27

Jerusalén

Cuando terminó la comida para recaudar fondos, y después de acompañar a Har-Zion a su oficina en el edificio del Knesset, en Derekh Ruppin, Avi Steiner tomó un autobús a Romema para mirar el buzón. Sus ojos escrutaron con suspicacia a los pasajeros, no por temor a suicidas (¡Dios, qué irónico sería morir en un autobús a manos de un sicario de al-Mulatham!), sino por si acaso le seguían. Era una posibilidad minúscula (se trataba de un secreto tan celosamente guardado que la mayoría de los implicados ni siquiera sabían que lo estaban), pero cualquier precaución era poca. Por eso Har-Zion confiaba en él y le había apodado Ha-Nesher, el Águila, porque era muy precavido, porque lo veía todo. Ha-Nesher, y también Ha-Neeman, el Leal. Habría hecho cualquier cosa por Har-Zion. Cualquier cosa. Era como un padre para él.
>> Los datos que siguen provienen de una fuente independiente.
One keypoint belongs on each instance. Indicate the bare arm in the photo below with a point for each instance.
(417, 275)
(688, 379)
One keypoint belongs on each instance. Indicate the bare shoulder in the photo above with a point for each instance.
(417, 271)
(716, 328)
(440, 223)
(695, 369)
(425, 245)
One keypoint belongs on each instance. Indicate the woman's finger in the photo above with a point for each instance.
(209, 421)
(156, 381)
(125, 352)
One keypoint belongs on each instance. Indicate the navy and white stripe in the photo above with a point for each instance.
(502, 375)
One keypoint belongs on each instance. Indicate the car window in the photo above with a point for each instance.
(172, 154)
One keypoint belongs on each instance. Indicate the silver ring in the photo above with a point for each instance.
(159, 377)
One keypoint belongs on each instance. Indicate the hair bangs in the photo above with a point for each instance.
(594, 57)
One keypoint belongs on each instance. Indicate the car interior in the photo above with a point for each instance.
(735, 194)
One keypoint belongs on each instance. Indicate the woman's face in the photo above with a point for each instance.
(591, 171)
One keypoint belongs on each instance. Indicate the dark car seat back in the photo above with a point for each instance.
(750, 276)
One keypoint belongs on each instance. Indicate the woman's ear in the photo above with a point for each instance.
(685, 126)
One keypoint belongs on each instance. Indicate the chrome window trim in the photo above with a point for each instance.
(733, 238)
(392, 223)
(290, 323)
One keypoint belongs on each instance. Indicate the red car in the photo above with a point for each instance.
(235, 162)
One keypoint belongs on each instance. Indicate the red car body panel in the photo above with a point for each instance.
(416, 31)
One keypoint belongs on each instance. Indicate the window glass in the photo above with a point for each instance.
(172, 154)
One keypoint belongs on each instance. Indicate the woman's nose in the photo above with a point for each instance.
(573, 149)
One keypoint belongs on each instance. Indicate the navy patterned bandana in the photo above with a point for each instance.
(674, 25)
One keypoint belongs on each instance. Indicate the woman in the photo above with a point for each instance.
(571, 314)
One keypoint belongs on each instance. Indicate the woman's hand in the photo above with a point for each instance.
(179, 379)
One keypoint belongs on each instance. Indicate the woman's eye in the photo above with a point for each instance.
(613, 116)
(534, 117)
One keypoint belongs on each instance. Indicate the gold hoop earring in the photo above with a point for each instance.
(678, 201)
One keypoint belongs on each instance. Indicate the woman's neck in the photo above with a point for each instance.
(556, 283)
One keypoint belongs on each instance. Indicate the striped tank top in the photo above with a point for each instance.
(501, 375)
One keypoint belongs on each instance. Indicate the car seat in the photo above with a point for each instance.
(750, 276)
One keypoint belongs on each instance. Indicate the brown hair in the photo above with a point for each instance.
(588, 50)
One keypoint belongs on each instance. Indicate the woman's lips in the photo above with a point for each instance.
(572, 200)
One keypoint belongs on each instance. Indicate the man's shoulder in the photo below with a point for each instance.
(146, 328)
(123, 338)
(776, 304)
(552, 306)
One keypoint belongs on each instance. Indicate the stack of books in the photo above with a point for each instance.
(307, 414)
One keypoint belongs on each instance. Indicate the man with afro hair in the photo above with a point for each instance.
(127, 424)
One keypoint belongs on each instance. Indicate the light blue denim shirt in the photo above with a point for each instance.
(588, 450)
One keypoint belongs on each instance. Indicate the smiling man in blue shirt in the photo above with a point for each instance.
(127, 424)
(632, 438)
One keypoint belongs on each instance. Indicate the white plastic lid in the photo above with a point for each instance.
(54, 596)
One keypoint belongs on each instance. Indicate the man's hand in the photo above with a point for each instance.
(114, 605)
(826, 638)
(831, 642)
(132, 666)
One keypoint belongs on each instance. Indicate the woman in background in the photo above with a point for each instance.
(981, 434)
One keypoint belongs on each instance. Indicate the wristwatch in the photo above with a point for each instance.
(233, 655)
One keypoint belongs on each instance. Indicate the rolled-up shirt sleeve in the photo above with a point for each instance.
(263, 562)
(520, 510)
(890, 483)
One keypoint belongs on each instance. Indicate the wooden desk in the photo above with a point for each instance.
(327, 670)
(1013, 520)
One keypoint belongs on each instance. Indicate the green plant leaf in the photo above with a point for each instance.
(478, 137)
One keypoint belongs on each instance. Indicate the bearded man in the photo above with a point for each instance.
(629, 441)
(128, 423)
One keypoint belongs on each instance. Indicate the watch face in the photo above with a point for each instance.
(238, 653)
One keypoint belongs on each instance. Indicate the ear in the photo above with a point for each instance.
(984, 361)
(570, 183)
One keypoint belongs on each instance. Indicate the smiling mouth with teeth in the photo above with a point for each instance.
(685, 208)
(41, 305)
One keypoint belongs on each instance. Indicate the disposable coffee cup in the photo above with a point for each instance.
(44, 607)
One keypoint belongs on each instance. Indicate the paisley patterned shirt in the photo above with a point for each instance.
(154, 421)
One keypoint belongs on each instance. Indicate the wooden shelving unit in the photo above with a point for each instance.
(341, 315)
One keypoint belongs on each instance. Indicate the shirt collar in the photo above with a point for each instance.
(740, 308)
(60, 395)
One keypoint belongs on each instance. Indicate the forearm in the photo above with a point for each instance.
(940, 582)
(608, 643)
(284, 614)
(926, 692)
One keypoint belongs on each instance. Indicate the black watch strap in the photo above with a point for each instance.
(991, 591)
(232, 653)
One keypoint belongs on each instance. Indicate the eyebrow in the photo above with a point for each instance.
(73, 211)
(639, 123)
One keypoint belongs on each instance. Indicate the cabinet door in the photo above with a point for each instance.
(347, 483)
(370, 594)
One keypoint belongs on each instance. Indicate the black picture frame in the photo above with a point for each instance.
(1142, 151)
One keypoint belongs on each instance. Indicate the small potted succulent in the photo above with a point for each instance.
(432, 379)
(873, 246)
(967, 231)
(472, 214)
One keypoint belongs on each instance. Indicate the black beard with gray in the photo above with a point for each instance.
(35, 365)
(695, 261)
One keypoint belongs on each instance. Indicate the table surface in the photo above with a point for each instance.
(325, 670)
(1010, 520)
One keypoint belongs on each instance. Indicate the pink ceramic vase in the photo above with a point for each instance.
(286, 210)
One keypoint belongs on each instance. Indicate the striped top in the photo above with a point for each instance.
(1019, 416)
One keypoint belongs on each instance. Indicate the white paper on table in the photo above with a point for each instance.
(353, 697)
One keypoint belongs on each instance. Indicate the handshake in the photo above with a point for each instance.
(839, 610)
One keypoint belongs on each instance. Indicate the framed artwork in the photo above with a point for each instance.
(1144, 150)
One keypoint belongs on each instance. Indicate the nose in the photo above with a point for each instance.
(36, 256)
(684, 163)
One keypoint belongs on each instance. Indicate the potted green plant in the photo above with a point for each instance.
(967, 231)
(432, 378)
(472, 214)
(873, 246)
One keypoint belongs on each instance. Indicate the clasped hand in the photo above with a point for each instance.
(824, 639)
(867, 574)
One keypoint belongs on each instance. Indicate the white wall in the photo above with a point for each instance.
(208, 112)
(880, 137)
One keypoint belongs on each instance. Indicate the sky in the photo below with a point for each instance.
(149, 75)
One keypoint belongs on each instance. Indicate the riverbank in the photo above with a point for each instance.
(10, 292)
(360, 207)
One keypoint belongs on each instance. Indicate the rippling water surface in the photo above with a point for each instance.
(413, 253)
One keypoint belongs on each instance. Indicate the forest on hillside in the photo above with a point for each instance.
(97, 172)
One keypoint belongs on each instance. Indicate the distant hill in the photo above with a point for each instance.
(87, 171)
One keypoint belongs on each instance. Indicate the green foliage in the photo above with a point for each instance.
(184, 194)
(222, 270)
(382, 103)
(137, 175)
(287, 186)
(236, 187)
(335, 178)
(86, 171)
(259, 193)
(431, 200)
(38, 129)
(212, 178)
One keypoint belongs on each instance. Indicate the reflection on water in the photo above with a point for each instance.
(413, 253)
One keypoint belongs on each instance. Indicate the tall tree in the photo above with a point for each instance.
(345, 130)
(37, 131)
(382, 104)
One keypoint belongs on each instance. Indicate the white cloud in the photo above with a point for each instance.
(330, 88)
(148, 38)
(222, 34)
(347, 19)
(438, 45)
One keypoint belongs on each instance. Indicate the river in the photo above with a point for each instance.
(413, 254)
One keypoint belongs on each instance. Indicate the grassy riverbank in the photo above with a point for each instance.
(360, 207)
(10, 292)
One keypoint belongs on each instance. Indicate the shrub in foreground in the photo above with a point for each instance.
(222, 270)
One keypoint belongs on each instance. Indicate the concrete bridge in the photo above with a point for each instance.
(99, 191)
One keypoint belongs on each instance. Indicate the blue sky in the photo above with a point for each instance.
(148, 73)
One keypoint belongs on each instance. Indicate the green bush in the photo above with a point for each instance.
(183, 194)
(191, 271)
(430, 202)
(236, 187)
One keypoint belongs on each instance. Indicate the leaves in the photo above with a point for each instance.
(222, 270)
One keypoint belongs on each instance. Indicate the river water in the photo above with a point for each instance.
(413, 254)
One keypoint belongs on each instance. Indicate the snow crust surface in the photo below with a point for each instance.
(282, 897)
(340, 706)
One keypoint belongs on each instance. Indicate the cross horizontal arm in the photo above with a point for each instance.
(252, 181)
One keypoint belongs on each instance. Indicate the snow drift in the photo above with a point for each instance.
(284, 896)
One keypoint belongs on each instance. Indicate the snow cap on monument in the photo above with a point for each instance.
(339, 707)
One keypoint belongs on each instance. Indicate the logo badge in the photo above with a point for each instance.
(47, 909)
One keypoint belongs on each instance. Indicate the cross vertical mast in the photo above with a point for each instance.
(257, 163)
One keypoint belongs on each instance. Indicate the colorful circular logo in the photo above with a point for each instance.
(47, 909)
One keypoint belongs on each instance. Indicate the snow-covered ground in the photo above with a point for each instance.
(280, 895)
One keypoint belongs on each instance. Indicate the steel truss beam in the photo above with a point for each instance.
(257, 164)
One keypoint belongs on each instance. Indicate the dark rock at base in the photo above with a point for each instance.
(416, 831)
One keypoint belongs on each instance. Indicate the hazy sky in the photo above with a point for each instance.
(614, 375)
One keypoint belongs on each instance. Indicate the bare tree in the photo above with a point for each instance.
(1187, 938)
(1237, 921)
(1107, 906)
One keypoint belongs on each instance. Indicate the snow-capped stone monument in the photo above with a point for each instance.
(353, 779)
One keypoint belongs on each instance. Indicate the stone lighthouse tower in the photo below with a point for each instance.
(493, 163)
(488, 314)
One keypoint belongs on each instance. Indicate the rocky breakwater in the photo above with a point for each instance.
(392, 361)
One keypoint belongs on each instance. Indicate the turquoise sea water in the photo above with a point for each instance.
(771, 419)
Bajó del autobús al final de la calle Jaffa, miró de nuevo alrededor con suspicacia, subió por la colina hasta llegar al corazón de Romema, una aburrida zona residencial con bloques de apartamentos de piedra amarilla, entre los que crecían bosquecillos de pinos y cipreses, cambió de dirección con brusquedad, volvió sobre sus pasos, confirmó y volvió a confirmar que no le seguían, hasta que por fin entró en una tienda con un letrero sobre la puerta que anunciaba «Comestibles, artículos de escritorio, buzones privados».

No miraba el buzón con regularidad, pues la regularidad implicaba una rutina, y la rutina despertaba sospechas. A veces iba tan sólo un par de días después de su última visita, a veces esperaba una semana, quince días, incluso un mes. Las precauciones siempre eran pocas.

Los buzones estaban clavados a una pared del fondo, fuera de la vista de la propietaria, una sefardí de edad avanzada que, en los tres años que hacía que frecuentaba la tienda, parecía que nunca se había movido de su butaca, detrás del mostrador de madera contrachapada. Echó un último vistazo alrededor, sacó una llave y abrió el buzón número 13, del cual extrajo un solo sobre que deslizó en el bolsillo de la chaqueta, antes de volver a cerrar con llave el buzón y salir. Había estado en la tienda menos de un minuto.

De nuevo en la calle, zigzagueó otros quince minutos y después abrió el sobre. Contenía una hoja de papel en la que había escrito, con letras mayúsculas para no identificar la caligrafía, un nombre y una dirección. Los memorizó, rompió la hoja en trozos diminutos, los mezcló en la mano y los fue depositando en cuatro cubos de basura diferentes, antes de volver a la calle Jaffa y tomar un autobús de regreso a la ciudad, satisfecho de saber que estaba trabajando por el bien de su pueblo y su patria.